Remove elements by index in haskell

Question

I\'m new in haskell and I\'m looking for some standard functions to work with lists by indexes.

My exact problem is that i want to remove 3 elements after every 5. If i

Answer 1

Two completely different approaches

1. You can use List.splitAt together with drop:

   import Data.List (splitAt)
   f :: [a] -> [a]
   f [] = []
   f xs = let (h, t) = splitAt 5 xs in h ++ f (drop 3 t)
   

   Now f [1..12] yields [1,2,3,4,5,9,10,11,12]. Note that this function can be expressed more elegantly using uncurry and Control.Arrow.second:

   import Data.List (splitAt)
   import Control.Arrow (second)
   f :: [a] -> [a]
   f [] = []
   f xs = uncurry (++) $ second (f . drop 3) $ splitAt 5 xs
   

   Since we're using Control.Arrow anyway, we can opt to drop splitAt and instead call in the help of Control.Arrow.(&&&), combined with take:

   import Control.Arrow ((&&&))
   f :: [a] -> [a]
   f [] = []
   f xs = uncurry (++) $ (take 5 &&& (f . drop 8)) xs
   

   But now it's clear that an even shorter solution is the following:

   f :: [a] -> [a] 
   f [] = []
   f xs = take 5 xs ++ (f . drop 8) xs
   

   As Chris Lutz notes, this solution can then be generalized as follows:

   nofm :: Int -> Int -> [a] -> [a]
   nofm _ _ [] = []
   nofm n m xs = take n xs ++ (nofm n m . drop m) xs
   

   Now nofm 5 8 yields the required function. Note that a solution with splitAt may still be more efficient!

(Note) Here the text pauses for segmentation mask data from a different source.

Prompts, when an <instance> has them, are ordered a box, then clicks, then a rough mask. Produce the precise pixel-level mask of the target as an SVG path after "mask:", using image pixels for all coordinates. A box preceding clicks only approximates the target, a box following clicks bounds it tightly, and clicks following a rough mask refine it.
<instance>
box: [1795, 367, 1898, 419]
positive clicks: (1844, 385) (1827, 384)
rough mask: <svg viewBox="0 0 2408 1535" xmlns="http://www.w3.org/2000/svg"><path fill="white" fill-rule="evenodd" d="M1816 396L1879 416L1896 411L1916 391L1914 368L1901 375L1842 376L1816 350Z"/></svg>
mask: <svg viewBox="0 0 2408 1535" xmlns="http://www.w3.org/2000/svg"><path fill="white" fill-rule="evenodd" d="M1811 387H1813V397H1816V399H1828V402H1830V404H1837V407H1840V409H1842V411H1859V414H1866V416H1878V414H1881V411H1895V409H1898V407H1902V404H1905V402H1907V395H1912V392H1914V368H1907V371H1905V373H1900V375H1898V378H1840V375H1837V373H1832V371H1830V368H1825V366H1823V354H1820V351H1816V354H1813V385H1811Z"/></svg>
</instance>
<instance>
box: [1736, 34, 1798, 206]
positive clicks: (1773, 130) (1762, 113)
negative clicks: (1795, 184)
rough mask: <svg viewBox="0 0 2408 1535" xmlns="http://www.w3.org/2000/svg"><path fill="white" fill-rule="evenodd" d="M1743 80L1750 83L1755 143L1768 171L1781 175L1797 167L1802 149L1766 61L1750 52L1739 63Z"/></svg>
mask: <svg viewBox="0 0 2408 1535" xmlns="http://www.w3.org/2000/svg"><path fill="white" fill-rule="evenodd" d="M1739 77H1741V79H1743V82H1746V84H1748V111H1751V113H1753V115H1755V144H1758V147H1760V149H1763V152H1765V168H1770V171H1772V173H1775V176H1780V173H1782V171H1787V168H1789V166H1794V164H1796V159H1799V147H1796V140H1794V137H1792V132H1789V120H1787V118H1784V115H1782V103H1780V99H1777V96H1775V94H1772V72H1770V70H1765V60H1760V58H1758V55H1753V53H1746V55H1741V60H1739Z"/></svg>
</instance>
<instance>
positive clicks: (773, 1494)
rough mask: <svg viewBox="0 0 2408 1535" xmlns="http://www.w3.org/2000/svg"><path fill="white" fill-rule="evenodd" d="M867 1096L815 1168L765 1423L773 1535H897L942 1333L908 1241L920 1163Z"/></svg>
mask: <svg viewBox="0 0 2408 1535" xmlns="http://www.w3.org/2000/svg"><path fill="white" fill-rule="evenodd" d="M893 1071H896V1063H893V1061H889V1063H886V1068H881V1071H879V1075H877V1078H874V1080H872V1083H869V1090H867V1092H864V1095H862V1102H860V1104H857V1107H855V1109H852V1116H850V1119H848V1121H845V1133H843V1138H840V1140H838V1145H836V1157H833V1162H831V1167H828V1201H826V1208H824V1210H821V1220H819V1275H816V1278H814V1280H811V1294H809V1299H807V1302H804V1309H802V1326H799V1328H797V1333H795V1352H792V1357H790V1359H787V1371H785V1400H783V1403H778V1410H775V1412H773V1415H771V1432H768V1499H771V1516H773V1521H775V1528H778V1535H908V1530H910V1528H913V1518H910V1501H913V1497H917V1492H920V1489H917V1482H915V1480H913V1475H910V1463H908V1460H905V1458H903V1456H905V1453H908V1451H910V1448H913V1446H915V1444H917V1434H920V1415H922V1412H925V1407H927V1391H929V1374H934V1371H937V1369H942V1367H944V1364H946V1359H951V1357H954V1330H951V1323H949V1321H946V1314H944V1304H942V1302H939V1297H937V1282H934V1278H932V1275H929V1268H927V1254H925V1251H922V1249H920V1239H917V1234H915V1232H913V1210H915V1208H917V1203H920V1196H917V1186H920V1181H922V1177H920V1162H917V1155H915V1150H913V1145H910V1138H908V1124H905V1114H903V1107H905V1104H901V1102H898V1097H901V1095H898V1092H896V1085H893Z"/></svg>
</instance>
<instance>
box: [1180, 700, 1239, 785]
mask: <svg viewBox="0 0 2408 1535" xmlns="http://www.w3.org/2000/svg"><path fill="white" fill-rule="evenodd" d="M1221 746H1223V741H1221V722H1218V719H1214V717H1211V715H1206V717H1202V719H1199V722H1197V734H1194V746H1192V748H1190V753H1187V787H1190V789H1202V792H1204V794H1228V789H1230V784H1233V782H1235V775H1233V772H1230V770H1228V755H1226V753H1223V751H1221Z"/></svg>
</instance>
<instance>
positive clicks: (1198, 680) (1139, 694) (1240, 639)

2. Apply some mathematics using map, snd, filter, mod and zip:

   f :: [a] -> [a]
   f = map snd . filter (\(i, _) -> i `mod` 8 < (5 :: Int)) . zip [0..]
   

   The idea here is that we pair each element in the list with its index, a natural number i. We then remove those elements for which i % 8 > 4. The general version of this solution is:

   nofm :: Int -> Int -> [a] -> [a]
   nofm n m = map snd . filter (\(i, _) -> i `mod` m < n) . zip [0..]